Yirim Seck raps like most people drink water. Or breathe. You know those normal human activities we all do with such mandatory repetition that we forget we’re doing them? Some artists paint pictures, some authors write novels, and some athletes play sports in the same fashion. It just comes naturally. Those folks have muscles that most people don’t. Yirim Seck just happens to have the Emcee Muscle.
Which is why, considering how intensely hungry the 206 hip-hop scene is for music these days, it comes as a surprise (at least to this blogger) that it’s taken this long for Yirim Seck to release a full-length album. He’s mostly known around town as one-third of (now defunct?) Pyrate Radio, an act that, surprisingly for all its considerable talent, has also never released an album (at least to my knowledge). I’m sure the inner-workings of a hip-hop group are fraught with a myriad of reasons why they can’t get their collective act together (Pearl Dragon, after all, has got a pretty good thing going with Champagne Champagne), but the release of a Pyrate Radio record would be cause for celebration for many underground fans.
Instead, we get Hear Me Out from Yirim Seck. And, trust, it’s enough. Here Yirim separates himself, talent-wise, from his Pyrate Radio brethren. In fact, he separates himself from most local rappers completely. Dude is talented. The first time I heard him spit was on the Pyrate Radio track, “Hey You Say You” where I was struck by his effortless, nonchalant flow and clever wordplay. There’s even more of that on Hear Me Out. Yirim possesses that rare rapper’s ability to effectively express himself without sounding like he’s working very hard. It’s a style that draws you in naturally to the music, a voice that complements hip-hop’s indigenous breaks and boom-bap perfectly.
On the album, he puts his talent to good-use. Yirim wants listeners to know he’s a fully-arrived solo emcee who’s legit (“Check”). He also makes clear that his life is filled with very ordinary circumstances, from the unexpected birth of his first child (“Rebirth”), to the struggle of trying to make a living off his art (“Run It”), to the sexual temptations that f*ck-up relationships (“Trust”). Hear Me Out‘s main character is an everyman who says, “See, I have some of the same problems you do.” That this everyman can tell his stories and present his particular ethos more lyrically than others is to the benefit of hip-hop fans everywhere.
The production is generally straight-forward, traditional hip-hop. There are no grand histrionic sonic arrangements or overwrought musical experiments. What it lacks in relative spectacular-ness, it makes up for in well-executed convention, mostly a mixture of DJ Premier-cloned beats with straight-laced underground sensibilities. Yirim Seck doesn’t need fancy sh*t anyway, there’s enough raw personality and talent here to announce a welcome (re-)arrival of this emcee without superfluous musical flourish.

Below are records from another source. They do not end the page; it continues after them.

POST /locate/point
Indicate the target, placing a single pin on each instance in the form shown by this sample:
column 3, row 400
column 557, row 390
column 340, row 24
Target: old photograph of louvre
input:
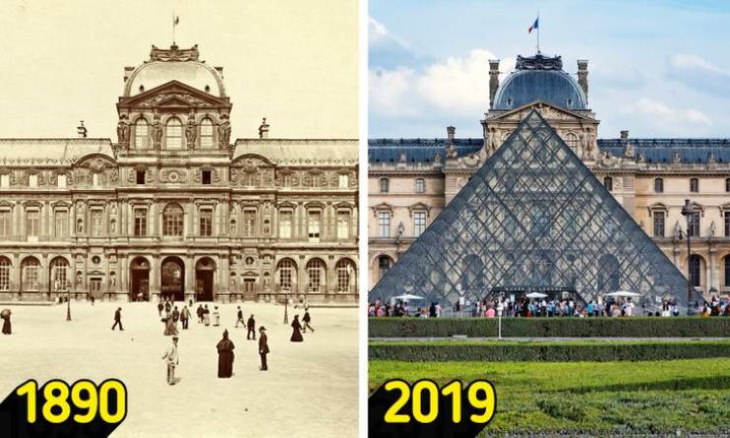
column 178, row 210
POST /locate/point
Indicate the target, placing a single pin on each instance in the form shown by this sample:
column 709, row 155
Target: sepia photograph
column 179, row 213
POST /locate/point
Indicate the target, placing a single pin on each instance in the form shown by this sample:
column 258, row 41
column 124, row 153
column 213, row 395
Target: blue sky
column 656, row 68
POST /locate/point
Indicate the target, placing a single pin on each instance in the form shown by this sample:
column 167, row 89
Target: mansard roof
column 51, row 151
column 418, row 150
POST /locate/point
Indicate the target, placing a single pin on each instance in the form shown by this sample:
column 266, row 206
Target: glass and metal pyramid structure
column 534, row 218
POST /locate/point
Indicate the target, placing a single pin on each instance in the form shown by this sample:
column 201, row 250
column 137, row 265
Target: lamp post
column 688, row 212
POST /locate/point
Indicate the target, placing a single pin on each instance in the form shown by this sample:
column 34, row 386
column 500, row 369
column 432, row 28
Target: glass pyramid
column 534, row 218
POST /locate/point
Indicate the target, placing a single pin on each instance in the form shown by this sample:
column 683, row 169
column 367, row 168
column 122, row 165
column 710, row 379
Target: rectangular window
column 32, row 222
column 140, row 222
column 61, row 223
column 384, row 224
column 97, row 223
column 5, row 223
column 694, row 229
column 419, row 223
column 658, row 224
column 343, row 224
column 249, row 223
column 313, row 224
column 285, row 224
column 206, row 222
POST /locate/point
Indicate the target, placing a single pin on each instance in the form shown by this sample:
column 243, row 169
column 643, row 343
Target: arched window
column 384, row 185
column 695, row 270
column 345, row 275
column 384, row 264
column 608, row 183
column 316, row 274
column 659, row 185
column 206, row 133
column 172, row 220
column 287, row 274
column 141, row 134
column 173, row 134
column 59, row 275
column 5, row 273
column 30, row 269
column 694, row 185
column 420, row 185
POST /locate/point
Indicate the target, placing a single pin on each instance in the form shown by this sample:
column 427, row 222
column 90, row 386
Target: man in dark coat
column 118, row 319
column 263, row 348
column 225, row 356
column 251, row 324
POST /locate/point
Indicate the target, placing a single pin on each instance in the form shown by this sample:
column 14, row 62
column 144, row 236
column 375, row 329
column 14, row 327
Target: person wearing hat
column 263, row 348
column 118, row 319
column 225, row 356
column 172, row 361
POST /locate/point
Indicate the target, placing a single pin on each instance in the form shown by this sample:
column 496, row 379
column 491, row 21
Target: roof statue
column 533, row 218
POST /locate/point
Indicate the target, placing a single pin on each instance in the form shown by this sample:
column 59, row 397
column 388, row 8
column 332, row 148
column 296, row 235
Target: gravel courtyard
column 310, row 390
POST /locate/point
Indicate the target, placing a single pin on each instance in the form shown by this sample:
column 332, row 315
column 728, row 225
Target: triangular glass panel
column 534, row 218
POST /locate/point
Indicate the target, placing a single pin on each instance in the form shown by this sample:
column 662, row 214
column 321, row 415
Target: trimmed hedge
column 600, row 351
column 631, row 327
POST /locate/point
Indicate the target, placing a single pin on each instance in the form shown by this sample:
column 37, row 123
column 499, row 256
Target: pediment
column 547, row 111
column 174, row 95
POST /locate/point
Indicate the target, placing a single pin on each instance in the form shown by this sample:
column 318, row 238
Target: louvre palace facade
column 175, row 207
column 412, row 181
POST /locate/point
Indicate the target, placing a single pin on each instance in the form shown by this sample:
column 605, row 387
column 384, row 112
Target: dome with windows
column 176, row 64
column 540, row 78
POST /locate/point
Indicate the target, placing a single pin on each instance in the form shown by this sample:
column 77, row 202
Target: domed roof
column 539, row 78
column 178, row 65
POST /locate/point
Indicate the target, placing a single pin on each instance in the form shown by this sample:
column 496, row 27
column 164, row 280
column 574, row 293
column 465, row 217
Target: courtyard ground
column 310, row 390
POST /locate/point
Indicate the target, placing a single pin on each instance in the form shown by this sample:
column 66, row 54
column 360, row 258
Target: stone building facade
column 175, row 207
column 411, row 180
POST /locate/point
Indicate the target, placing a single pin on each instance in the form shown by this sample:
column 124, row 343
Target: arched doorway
column 204, row 274
column 139, row 272
column 59, row 277
column 173, row 279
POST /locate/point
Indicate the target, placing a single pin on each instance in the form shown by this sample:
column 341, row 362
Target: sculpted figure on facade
column 224, row 132
column 191, row 131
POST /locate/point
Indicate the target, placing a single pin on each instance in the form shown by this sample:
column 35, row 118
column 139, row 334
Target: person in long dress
column 225, row 356
column 7, row 328
column 296, row 335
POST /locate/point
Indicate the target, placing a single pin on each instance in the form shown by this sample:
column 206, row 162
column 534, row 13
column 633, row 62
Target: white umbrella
column 536, row 295
column 623, row 293
column 408, row 297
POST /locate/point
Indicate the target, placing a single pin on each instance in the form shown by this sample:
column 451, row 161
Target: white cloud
column 456, row 87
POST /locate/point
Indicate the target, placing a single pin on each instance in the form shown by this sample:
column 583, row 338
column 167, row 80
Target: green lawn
column 651, row 397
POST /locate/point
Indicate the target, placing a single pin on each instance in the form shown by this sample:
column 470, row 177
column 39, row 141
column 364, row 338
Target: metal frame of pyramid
column 533, row 218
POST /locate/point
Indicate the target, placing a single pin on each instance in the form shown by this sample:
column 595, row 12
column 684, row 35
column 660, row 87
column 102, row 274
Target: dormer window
column 173, row 134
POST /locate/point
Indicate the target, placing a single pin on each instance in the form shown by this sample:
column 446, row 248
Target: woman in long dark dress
column 6, row 323
column 296, row 335
column 225, row 356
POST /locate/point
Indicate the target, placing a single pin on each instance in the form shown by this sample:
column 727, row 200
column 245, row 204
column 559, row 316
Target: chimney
column 264, row 129
column 450, row 131
column 583, row 75
column 493, row 80
column 81, row 130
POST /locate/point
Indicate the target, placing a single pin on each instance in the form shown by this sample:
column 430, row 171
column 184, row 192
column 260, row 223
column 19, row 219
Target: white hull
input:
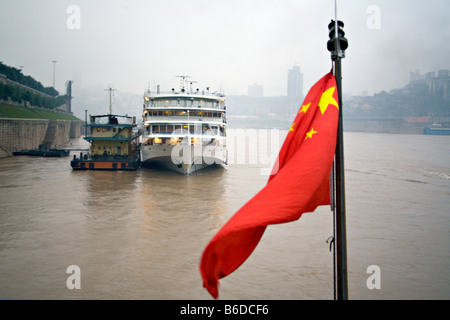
column 183, row 158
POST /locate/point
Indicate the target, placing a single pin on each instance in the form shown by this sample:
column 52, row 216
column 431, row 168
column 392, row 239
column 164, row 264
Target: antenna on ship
column 182, row 81
column 110, row 98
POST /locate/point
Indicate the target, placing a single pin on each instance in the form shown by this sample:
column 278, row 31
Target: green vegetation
column 16, row 75
column 8, row 111
column 22, row 95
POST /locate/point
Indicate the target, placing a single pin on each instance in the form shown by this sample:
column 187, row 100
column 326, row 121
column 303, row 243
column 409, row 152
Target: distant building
column 437, row 85
column 255, row 91
column 295, row 83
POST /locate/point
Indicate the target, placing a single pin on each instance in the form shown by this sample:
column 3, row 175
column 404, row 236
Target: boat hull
column 43, row 153
column 182, row 158
column 91, row 164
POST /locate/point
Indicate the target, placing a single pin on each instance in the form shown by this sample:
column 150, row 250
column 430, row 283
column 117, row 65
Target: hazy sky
column 226, row 44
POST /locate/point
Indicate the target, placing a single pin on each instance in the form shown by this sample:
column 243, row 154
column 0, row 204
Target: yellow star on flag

Just because the general public doesn’t know who Yirim Seck is, doesn’t mean he’s an unknown among the members of Seattle’s hip-hop community. He’s been down with The Physics and Gabriel Teodros for years. They all came up rapping together. To fans, however, he appears to be that dude on the low, waiting for an opportunity. Like the ballplayer who’s kicked around the minors for a few years developing his skills, and then all of a sudden he’s in the majors batting .350.
In actuality, Yirim Seck’s just been busy living real life. Very few local artists eat off rap, and those lucky enough to do so are probably both greatly thankful for the opportunity but tired from the constant and necessary grind. Yirim Seck is already worn-out from the hustle, and he hasn’t even “made it” in the music business yet. It’s cats like these, the hard-working underdogs whose talent often makes them more-deserving than those above them, that hip-hop roots for.